Pubdate: Fri, 01 Sep 2000
Source: Christian Science Monitor (US)
Copyright: 2000 The Christian Science Publishing Society.
Contact:  One Norway Street, Boston, MA 02115
Fax: (617) 450-2031
Website: http://www.csmonitor.com/
Forum: http://www.csmonitor.com/atcsmonitor/vox/p-vox.html
Author: Howard LaFranchi

HUMAN RIGHTS: A CASUALTY OF COLOMBIA'S DRUG WAR

US aid in war on drugs draws fire from critics who say human rights are 
being overlooked.

All Dora Isabel Camacho Serpa wanted was the "quiet miracle of a normal life."

Instead, the midwife and neighborhood leader was pulled from her family's 
modest home in the northern coastal town of Cienaga by paramilitary gunmen 
Monday, police officials say. Her husband and children found her in a 
nearby ditch, shot in the back of the head. Nine other residents of her 
poor neighborhood suffered the same fate in this country afflicted with 
staggering abuse of human rights.

Visiting this Caribbean city Wednesday, President Clinton told Colombians 
in a televised address that a substantial increase in US assistance - which 
will make this South American country the third- largest recipient of US 
aid after Israel and Egypt - had been approved in a spirit of solidarity. 
The $1.3 billion in new aid to help fight a drug war and bolster a 
"democracy under attack" is a lifeline, he said, to Colombians demanding 
peace, justice, and "the quiet miracle of a normal life."

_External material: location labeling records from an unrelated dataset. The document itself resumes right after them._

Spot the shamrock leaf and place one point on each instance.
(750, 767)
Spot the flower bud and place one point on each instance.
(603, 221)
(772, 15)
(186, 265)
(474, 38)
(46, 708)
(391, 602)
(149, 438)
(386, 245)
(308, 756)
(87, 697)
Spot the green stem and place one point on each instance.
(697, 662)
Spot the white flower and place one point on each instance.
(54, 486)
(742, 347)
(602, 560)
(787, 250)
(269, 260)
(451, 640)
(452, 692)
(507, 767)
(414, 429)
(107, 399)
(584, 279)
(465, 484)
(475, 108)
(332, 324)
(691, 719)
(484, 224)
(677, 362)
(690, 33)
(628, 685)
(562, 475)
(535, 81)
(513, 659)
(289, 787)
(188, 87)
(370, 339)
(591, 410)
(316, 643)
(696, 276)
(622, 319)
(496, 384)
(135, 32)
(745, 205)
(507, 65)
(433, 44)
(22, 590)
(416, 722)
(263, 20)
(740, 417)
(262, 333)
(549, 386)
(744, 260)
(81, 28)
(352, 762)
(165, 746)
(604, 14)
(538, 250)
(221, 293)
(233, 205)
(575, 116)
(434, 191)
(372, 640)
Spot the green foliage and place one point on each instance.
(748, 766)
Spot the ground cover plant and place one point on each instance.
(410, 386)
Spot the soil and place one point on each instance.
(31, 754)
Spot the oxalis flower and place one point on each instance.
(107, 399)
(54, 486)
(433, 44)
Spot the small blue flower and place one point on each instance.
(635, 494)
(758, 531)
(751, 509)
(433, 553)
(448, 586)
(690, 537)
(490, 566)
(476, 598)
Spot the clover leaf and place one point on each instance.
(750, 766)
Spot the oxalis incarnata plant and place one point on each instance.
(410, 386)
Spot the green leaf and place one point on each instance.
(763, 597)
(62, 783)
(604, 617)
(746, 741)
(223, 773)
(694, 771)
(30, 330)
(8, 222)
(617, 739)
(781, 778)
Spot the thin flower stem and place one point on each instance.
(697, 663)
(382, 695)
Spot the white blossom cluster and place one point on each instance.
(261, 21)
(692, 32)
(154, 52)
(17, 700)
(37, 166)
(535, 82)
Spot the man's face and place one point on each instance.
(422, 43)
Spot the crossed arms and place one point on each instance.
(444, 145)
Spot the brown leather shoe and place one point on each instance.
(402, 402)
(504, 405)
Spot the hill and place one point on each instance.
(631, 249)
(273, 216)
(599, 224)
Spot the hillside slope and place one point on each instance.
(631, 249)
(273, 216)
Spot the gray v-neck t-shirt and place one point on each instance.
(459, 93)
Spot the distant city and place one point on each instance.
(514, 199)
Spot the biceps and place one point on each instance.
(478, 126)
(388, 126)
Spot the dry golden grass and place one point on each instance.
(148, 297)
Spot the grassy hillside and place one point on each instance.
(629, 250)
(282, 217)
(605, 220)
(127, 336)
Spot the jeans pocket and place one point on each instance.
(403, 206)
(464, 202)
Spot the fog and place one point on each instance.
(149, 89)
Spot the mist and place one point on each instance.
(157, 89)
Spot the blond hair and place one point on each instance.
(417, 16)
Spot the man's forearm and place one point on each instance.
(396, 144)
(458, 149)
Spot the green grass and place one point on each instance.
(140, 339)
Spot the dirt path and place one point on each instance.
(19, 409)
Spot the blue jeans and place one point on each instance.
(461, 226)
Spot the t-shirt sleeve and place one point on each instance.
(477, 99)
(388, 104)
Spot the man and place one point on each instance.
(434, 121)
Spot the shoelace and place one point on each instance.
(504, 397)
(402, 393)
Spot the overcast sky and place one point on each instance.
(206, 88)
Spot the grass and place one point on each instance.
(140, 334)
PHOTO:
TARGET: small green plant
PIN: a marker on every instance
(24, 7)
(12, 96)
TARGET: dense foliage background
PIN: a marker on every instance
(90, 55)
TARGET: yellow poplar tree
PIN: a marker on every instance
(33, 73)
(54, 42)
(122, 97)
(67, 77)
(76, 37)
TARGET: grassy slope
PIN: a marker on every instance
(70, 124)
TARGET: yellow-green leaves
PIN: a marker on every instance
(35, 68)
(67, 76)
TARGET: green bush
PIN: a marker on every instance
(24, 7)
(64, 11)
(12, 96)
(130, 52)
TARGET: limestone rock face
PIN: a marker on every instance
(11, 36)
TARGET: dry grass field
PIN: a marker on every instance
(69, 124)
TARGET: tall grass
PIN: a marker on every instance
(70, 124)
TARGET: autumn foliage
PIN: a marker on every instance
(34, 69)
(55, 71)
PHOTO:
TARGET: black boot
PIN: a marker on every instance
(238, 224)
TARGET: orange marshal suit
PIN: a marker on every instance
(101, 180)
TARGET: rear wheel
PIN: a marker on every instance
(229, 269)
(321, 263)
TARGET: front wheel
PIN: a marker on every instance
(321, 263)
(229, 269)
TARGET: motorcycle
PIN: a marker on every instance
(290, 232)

But what he did not say was most telling: To make Colombia eligible for 
aid, Clinton overrode, "for national security reasons," six human rights 
conditions that the Senate had attached to the aid bill. The conditions 
were included by the Senate to bolster flagging support among members wary 
of Colombia's human rights record. But in an election year, when no one 
wants to appear soft on drugs, little congressional protest was heard when 
Clinton bypassed the State Department's determination that Colombia's human 
rights record could not be "certified."

"The official discourse is fully compatible with international human rights 
concerns," says Jose Miguel Vivanco, director of the Americas Division of 
Human Rights Watch in Washington. "But the gap between that language and 
reality is huge."

At least seven civilians died in leftist guerrilla attacks on various towns 
during the few hours Clinton was in Colombia. Last year, more than 2,500 
abductions made Colombia the world's kidnapping capital. Nearly 2 million 
people have been displaced by the civil war. Executions like those this 
week in Cienaga are common.

But human rights leaders say the worst problem Colombia faces is 
longstanding, increasing collusion between units of the country's armed 
forces and paramilitary organizations. With Colombia facing heightened 
scrutiny over human rights violations, the armed forces are acting to keep 
their record clean - but in some cases by simply contracting out their 
dirty work, critics say.

"Often the information available to us shows a clear case of criminal 
omission on the part of military brigades," Mr. Vivanco says. Sometimes 
evidence indicates that an Army unit actually supplied logistical support, 
or allowed the paramilitaries free transit in Army-patrolled areas. "But 
the standard practice is simply to look the other way when the 
paramilitaries are in action," he says.

At a press conference Wednesday, Colombian President Andres Pastrana 
recognized the serious state of human rights in Colombia, and noted that he 
had assigned the country's vice president to oversee human rights issues. 
Clinton said the two leaders discussed "efforts to punish all violators" of 
human rights, and especially Pastrana's efforts to hold violators among 
law-enforcement bodies accountable.

Last February, Human Rights Watch issued a scathing report documenting 
links between three Army brigades and paramilitaries. In response, Pastrana 
named a special commission to investigate paramilitary activities. Says 
Vivanco: "That commission hasn't met a single time."

Human rights groups say nothing will change until the international 
community demands action.

"The waiver sends exactly the wrong message to all levels of the Colombian 
military," says Bruce Bagley, a Colombia expert at the University of Miami. 
"Basically, it says, go ahead as you always have."